Sunday, June 19, 2005

in dependent west

It's been a while since I posted, and I'm afraid this will not be a very substantial one. I've been working to finish off the quarter, giving exams and grading papers and...all that teaching stuff that seems so fun until it starts to keep us from our "real work." But I've kept on reading, and I've got one more book to go (which is a completely arbitrary choice on my part...but what else is this academia thing but a whole series of arbitrary choices?) before I start pulling my notes together into something more coherent. My dissertation chair has given me a July 1st deadline for a draft of my prospectus (and, believe me, the word "rough" in front of "draft" is definitely implied), so I'm hoping to make some more substatial posts here over the next few weeks as I start putting things together.

I realize looking over what I've already posted here that I've been primarily talking about Western history, historiography, and myth. That's because that's what I've been reading lately. And as I get further into that, I learn much more and it gets harder for me to contextualize all this new information in terms of my own project. I'm being swept along by the new information, a sensation with which many of you are familiar, I'm sure.

But I don't want to give the impression that my project is going to be another monochrome look at the West and at frontier transitions. I really do want to ground this project just as much in concepts of landscape and human responses to it. When I first began reading in earnest for this prospectus, I started with some of the seminal human geography texts (primarily by Yi-Fu Tuan), and though I really only scratched the surface, these have given me much of the skeleton for what I imagine I will do with the West and Western literature. As I start bringing the pieces together this coming week, I'll hopefully be posting more about these theories, and I'd love to get some feedback on any of them (as I know many of you out there are interested in space/place, human ecology, ecocriticism, etc).

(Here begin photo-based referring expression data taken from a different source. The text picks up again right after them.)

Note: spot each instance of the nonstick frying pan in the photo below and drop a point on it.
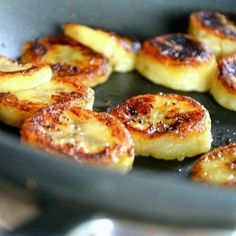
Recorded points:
(155, 191)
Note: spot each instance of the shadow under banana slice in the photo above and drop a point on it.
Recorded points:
(177, 61)
(214, 29)
(81, 135)
(68, 59)
(120, 50)
(223, 88)
(166, 126)
(17, 106)
(15, 76)
(217, 167)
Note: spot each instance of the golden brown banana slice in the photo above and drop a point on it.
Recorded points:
(177, 61)
(119, 49)
(16, 107)
(166, 126)
(223, 88)
(217, 167)
(216, 30)
(7, 61)
(82, 135)
(15, 76)
(68, 60)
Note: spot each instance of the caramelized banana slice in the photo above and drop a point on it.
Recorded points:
(7, 61)
(177, 61)
(16, 107)
(68, 60)
(15, 76)
(166, 126)
(223, 88)
(217, 167)
(119, 49)
(83, 135)
(217, 31)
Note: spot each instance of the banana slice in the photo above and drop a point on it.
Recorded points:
(119, 49)
(217, 167)
(166, 126)
(177, 61)
(16, 107)
(223, 88)
(217, 31)
(83, 135)
(7, 61)
(68, 60)
(15, 76)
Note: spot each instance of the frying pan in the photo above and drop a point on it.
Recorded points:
(155, 191)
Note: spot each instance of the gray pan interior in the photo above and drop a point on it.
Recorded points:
(155, 190)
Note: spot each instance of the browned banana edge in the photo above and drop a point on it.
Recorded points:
(35, 131)
(227, 73)
(177, 50)
(140, 106)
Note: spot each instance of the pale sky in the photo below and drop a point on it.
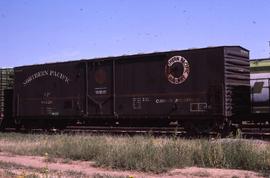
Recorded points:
(40, 31)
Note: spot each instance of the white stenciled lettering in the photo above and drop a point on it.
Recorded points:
(44, 73)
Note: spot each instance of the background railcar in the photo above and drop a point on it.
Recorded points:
(260, 85)
(196, 88)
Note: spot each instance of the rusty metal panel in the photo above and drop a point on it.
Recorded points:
(164, 84)
(49, 90)
(171, 84)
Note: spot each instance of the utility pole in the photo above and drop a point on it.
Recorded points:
(269, 48)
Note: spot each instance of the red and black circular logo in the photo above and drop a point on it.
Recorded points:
(177, 69)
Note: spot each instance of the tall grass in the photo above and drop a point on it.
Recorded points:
(144, 153)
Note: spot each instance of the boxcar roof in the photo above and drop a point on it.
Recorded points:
(129, 55)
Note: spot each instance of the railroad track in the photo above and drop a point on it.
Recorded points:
(246, 131)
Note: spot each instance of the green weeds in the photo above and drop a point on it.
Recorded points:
(143, 153)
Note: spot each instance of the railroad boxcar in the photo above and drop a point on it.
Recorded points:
(260, 85)
(6, 85)
(199, 89)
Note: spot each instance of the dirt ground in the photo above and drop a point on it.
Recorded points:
(23, 165)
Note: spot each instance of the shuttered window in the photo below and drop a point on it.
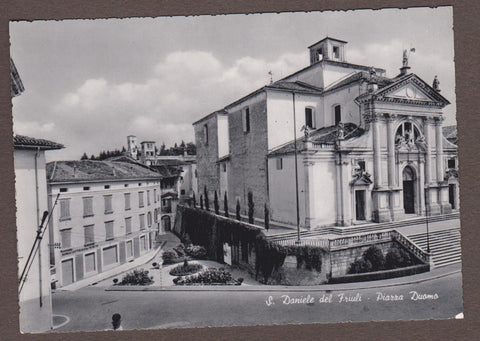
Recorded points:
(108, 204)
(65, 209)
(88, 206)
(127, 201)
(109, 230)
(66, 236)
(89, 237)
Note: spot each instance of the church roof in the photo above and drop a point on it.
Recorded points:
(326, 135)
(25, 142)
(91, 170)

And now--having said that--some more notes on the West (I told you...arbitrary):

One of the more fascinating distinctions that I've discovered in the "New History" of the West is that between the ideal/mythic concepts of frontier independence (we all know this one...it's practically taught us in the womb), and the subsidized dependence that actually (and has always) proliferated in the West. We have enshrined our images of the frontiersman (and of ourselves) as entirely independent, cutting a new world from the rough, "unpopulated" terrain of this virgin landscape. These independent pioneers cut all ties with the Old World, turned their backs on the East, and headed off into the wilderness with nothing but their will and their wiles. And this has come to be an archetypal image of the American. Independent. Self-reliant. And the West stands as the museum to that ideal. We in the West continue to enact (and have enacted upon us) the fantasy of the rugged individualist. The lone cowboy on the lone prairie.

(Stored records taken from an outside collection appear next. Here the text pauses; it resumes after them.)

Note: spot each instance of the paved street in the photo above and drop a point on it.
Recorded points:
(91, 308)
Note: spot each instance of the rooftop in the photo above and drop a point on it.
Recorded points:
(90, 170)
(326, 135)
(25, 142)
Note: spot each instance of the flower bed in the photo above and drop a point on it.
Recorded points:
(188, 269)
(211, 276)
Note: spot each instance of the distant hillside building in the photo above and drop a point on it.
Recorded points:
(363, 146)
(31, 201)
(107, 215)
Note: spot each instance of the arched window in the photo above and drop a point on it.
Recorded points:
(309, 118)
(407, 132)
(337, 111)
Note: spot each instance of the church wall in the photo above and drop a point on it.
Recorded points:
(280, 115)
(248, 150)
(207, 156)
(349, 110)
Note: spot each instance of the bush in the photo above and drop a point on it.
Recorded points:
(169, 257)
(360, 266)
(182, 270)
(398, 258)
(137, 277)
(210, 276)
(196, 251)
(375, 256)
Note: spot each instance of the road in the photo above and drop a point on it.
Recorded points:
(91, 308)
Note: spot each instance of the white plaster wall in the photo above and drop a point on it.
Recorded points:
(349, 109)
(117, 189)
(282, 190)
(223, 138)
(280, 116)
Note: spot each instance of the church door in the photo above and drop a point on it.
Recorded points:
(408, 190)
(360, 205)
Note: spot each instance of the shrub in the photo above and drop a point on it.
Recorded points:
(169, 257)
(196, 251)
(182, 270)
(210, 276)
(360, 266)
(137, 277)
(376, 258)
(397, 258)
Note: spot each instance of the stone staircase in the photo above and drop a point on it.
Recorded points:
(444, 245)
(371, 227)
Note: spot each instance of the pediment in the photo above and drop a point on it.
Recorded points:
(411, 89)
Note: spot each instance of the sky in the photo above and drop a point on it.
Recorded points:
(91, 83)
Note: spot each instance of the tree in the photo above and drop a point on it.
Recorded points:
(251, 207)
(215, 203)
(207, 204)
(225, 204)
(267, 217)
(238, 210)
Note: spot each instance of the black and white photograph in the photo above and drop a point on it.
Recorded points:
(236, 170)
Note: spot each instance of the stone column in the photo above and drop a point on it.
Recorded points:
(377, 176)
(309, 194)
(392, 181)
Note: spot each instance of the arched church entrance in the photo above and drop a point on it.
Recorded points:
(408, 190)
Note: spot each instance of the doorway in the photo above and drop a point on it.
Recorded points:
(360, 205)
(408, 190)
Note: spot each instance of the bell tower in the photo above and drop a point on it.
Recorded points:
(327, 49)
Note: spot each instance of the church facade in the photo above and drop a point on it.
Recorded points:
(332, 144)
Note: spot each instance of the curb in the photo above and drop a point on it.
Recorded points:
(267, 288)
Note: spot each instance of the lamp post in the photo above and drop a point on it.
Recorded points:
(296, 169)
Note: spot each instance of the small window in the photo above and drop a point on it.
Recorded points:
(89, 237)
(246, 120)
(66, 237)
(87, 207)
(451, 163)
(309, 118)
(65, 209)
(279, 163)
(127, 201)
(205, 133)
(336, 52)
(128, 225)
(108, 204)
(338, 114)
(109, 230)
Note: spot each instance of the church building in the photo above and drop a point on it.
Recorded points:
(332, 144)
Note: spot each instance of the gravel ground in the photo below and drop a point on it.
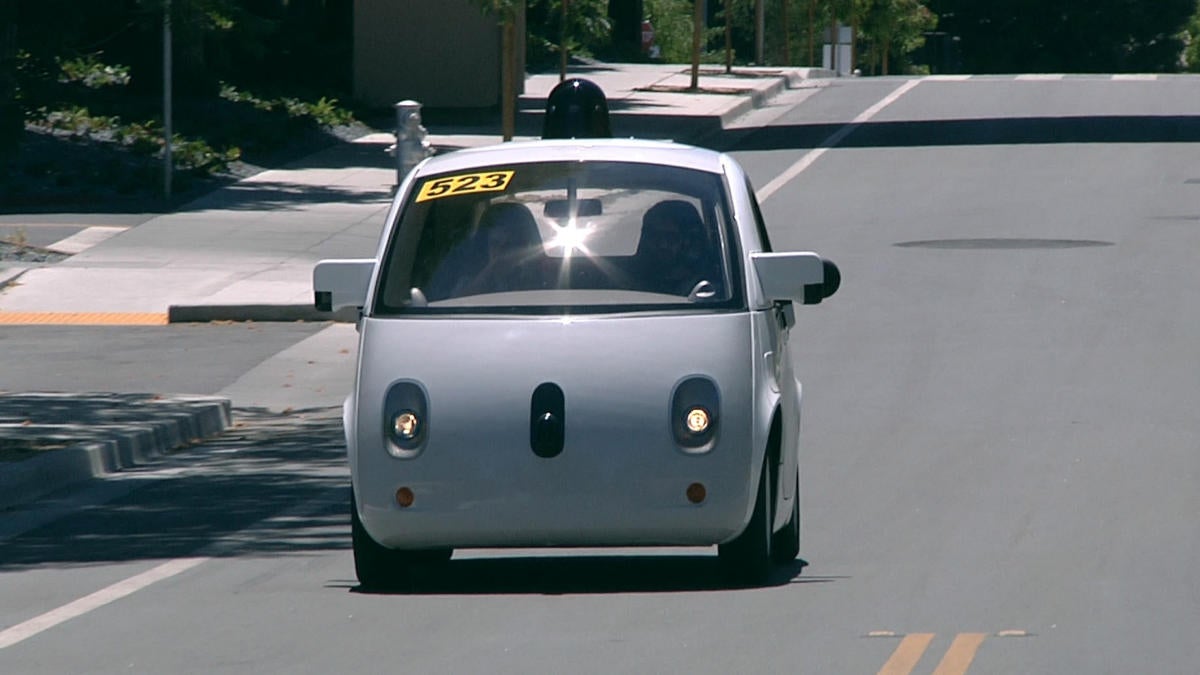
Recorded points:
(30, 255)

But the fact is that those in the frontier (no matter where that might be at any given time) have always been dependent upon outside resources. The very innovations that were necessary to the new lives in the new landscapes of the West were subsidized. The railroad. The "free lands." The reclamation projects that brought water to the arid plains. Even our iconic cowboy depended (and continues to depend) upon grazing rights and access to water on public land. And the entire issue of public land itself highlights this contrast: nearly HALF of all the territory in the trans-Mississippi West is held in trust by the federal government, used as range land, timber country, national forests/parks/monuments. And when that land does not produce--for farmers, mineral workers, ranchers--the government (for better or worse) steps in to pick up the check.

In one way or the other, this has always been the case in the West, and though I haven't quite got a handle on all the implications of this, I find it incredibly interesting that out of one of the most dependent areas springs the archetype of independence and self-reliance.

Random (related) speculation: The American ranching industry--home of the cowboy--is a relatively minor factor in the American economy, yet it is one of the most heavily subsidized industries in the nation. Are we paying to maintain our myths?